It has been discovered that some medical conditions are caused by inflammation, and these ‘chronic inflammatory diseases’ can often be greatly improved by following an anti-inflammatory diet. Inflammation is the body’s reaction to substances that are irritating or harmful and the symptoms are often uncomfortable. However, they are proof that the body is acting in its defence. For further information on why inflammation occurs and its related symptoms and causes, please refer to the embedded PDF.
Qualified nutritional therapist Bernard McGowan has a strong professional interest in the science of food, including the root causes of inflammation and how a diet designed to avoid inflammatory foods can help the healing process. By avoiding certain foods whilst increasing the intake of others, it is possible to reduce the symptoms of inflammatory diseases. In general, an anti-inflammatory diet focuses on replacing refined and high-sugar foods with nutrient-rich fruits and vegetables and wholegrain foods.
These diets tend to include more antioxidants, as these reactive molecules found in food can help to reduce the number of free radicals in the body, which damage cells and increase the likelihood of a number of diseases. Traditional diets, such as the Mediterranean diet, are naturally anti-inflammatory thanks to the high amounts of fish, heart-friendly fats and whole grains. For a brief guide on the Mediterranean diet, please refer to the embedded infographic.
There are many medical conditions and diseases that can be helped with an anti-inflammatory diet, including rheumatoid arthritis, Crohn’s disease, asthma, psoriasis, colitis, IBS, heart disease, diabetes, Hashimoto’s disease, lupus, metabolic syndrome and obesity. The risk of developing certain cancers, such as colorectal cancer, can also be reduced by adopting an anti-inflammatory diet.
What to Eat and What Not to Eat
A diet that will reduce inflammation in the body should include a variety of vegetables, fruits, grains, spices and herbs, not to mention fish, nuts and green tea. Specifically, an anti-inflammatory diet should include plenty of dark leafy vegetables, such as spinach and kale, as well as broccoli, cauliflower and avocado; berries such as blackberries, blueberries and cherries; dark red grapes and the occasional glass of red wine; olives, olive oil and nuts, specifically almonds, walnuts, pine nuts and pistachios; and cold water fish, such as sardines and salmon.
Other foods to include in the fight against inflammation are beans, lentils, coconut and dark chocolate, as well as turmeric, cinnamon and a range of other herbs and spices.
An anti-inflammatory diet is rich with delicious ingredients, flavours and tastes, making it easier to cut out those foods that cause inflammation.

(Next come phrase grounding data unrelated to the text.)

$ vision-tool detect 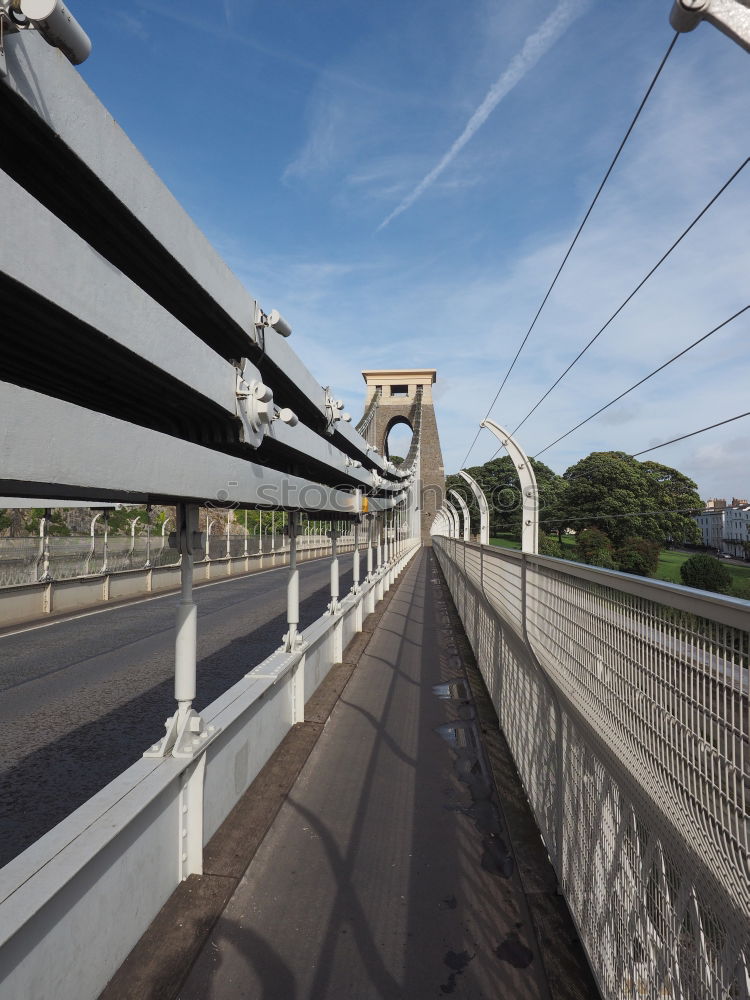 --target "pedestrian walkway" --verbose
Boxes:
[177,549,586,999]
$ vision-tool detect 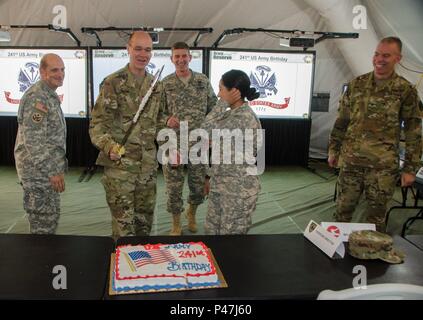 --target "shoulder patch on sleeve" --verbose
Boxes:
[31,112,44,123]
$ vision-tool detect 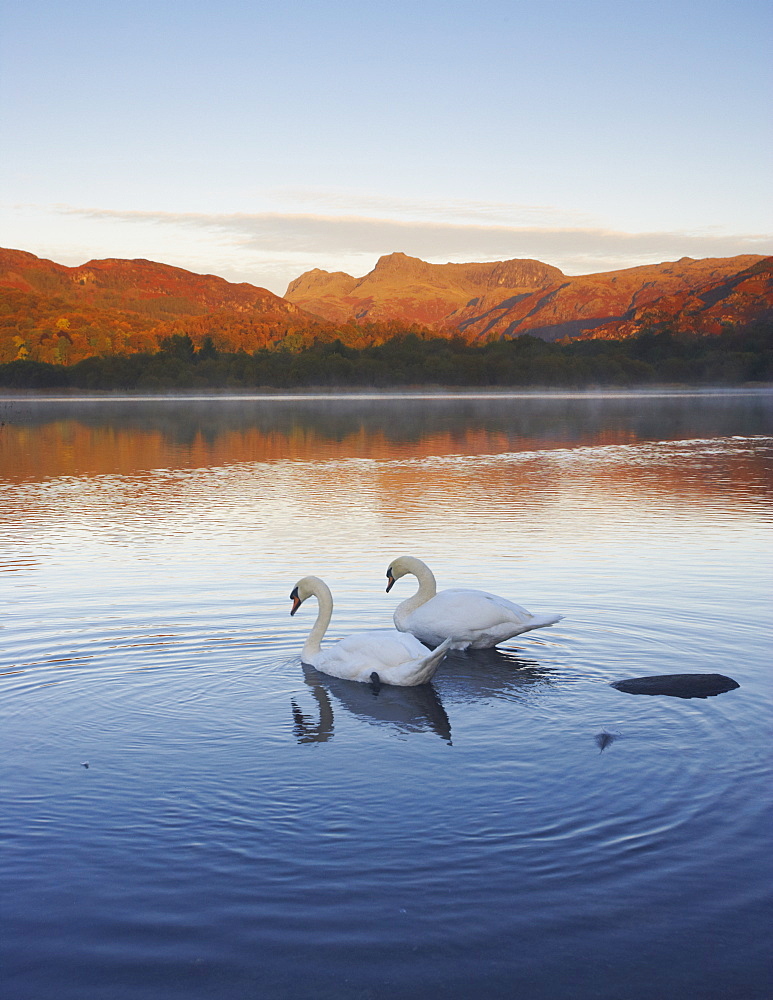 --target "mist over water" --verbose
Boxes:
[2,390,772,1000]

Gluten is one of the main food types to avoid when trying to reduce inflammation, which means eliminating white bread and white pasta amongst other gluten-containing food stuffs.
Processed and fried foods, such as crisps, crackers and processed meat should be avoided, as should high-sugar products, including sugary drinks, biscuits, sweets and ice cream. Large amounts of carbohydrates should be avoided, as well as excessive amounts of alcohol, and some find it useful to avoid the nightshade family: potatoes, tomatoes, peppers and aubergine.
Although the list of foods to avoid may seem extensive, there are a number of things that will make the transition to an anti-inflammatory diet a happy and easy process. Instead of getting stuck in the fine detail of the anti-inflammatory diet, focus instead on eliminating fast food and sugary drinks, drink plenty of water, prepare and carry anti-inflammatory snacks, eat a variety of vegetables and fruit, and plan a weekly menu ahead of going to the supermarket. Regular exercise and a minimum of 8 hours sleep a night will also help to reduce the body’s inflammation, ultimately achieving better health and wellbeing.